The Best Running Shoes for Shin Splints in 2019

 

As a runner, you’re likely personally acquainted with shin splints. Whether it’s because you’ve felt the pounding pain yourself or because your running partner is the one currently limping off the track, almost everyone experiences this injury at some point during their career.

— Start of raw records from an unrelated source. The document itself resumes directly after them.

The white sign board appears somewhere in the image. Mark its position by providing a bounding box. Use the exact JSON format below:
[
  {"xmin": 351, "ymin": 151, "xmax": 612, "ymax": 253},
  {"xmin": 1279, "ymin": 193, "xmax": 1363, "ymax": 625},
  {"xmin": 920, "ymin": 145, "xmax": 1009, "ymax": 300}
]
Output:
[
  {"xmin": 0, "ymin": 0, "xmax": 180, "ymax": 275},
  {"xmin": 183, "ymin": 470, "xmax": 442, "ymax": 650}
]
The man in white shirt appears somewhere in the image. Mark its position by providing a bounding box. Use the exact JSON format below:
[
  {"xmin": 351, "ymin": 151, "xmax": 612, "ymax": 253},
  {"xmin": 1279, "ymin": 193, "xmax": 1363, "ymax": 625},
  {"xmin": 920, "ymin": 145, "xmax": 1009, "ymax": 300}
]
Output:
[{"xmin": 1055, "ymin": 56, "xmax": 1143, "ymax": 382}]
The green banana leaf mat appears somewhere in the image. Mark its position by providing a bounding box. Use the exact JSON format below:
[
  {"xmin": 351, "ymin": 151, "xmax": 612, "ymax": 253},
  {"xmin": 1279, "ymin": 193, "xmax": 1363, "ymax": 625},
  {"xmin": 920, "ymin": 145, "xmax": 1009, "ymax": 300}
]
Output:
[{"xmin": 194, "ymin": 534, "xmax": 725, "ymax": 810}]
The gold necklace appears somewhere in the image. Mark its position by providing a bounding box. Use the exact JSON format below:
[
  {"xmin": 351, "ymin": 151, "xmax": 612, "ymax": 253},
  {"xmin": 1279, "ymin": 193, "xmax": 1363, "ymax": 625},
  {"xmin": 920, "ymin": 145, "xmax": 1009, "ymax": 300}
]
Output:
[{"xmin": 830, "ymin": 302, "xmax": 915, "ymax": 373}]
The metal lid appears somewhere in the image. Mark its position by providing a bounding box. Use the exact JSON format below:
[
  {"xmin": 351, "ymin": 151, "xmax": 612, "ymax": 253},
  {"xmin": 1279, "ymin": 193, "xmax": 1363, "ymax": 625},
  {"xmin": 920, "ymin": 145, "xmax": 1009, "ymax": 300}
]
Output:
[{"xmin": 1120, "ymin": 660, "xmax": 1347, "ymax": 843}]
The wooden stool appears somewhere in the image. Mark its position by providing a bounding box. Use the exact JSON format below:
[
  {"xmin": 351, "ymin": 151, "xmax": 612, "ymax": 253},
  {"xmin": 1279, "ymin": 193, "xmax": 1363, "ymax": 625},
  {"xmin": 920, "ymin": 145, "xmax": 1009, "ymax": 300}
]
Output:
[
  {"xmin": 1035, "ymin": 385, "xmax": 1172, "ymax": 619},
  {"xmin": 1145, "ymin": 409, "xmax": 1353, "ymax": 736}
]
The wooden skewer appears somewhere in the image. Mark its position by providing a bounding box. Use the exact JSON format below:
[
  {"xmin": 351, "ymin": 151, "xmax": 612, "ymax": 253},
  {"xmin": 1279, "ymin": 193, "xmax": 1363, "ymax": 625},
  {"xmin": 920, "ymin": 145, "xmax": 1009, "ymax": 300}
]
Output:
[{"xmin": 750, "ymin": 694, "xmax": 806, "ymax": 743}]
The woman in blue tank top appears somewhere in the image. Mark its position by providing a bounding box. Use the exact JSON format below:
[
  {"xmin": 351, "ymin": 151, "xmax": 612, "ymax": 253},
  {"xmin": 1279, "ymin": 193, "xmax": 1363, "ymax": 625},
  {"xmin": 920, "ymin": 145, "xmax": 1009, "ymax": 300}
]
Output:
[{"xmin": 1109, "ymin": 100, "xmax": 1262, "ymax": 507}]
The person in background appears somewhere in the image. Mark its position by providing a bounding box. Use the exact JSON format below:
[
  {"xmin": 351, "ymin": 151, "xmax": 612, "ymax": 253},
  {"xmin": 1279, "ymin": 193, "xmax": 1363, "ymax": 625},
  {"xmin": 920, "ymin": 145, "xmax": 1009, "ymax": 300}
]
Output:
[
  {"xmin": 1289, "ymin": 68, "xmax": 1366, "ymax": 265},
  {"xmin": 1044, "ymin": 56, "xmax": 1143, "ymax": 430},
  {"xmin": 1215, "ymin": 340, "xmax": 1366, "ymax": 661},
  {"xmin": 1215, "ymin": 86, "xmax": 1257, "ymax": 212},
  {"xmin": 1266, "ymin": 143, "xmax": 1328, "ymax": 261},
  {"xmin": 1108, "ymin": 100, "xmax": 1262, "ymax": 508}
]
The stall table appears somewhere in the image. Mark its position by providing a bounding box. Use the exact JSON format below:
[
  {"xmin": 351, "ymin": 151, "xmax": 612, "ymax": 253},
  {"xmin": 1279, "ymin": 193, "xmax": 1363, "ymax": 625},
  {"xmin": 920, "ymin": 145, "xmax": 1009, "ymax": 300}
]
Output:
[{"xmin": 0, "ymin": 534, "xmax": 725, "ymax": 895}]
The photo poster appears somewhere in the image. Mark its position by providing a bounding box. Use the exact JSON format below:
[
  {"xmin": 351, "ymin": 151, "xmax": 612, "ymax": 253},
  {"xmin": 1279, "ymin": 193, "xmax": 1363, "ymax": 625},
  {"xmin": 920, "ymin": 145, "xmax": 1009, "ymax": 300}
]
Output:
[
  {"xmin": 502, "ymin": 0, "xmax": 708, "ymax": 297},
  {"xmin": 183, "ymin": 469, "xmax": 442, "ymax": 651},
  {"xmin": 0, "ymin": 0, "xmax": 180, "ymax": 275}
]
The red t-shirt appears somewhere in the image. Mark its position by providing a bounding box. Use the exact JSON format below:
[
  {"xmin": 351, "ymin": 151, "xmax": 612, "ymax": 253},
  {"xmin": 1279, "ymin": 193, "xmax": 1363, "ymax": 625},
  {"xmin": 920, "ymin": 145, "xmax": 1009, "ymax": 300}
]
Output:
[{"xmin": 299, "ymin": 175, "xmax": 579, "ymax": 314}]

Shin splints are hard to prevent. Often, it’s the result of inflammation caused by overuse. Or it could be a lack of cushioning or overpronation from wearing the wrong type of running shoes. For some runners, the cause can be from heel striking while running.

Your shoes play a significant role in preventing and running through shin splints. While no shoe can prevent shin splints entirely, finding the right shoe can help. The right running shoe can help correct your running form, taking some of the pressure off your shins.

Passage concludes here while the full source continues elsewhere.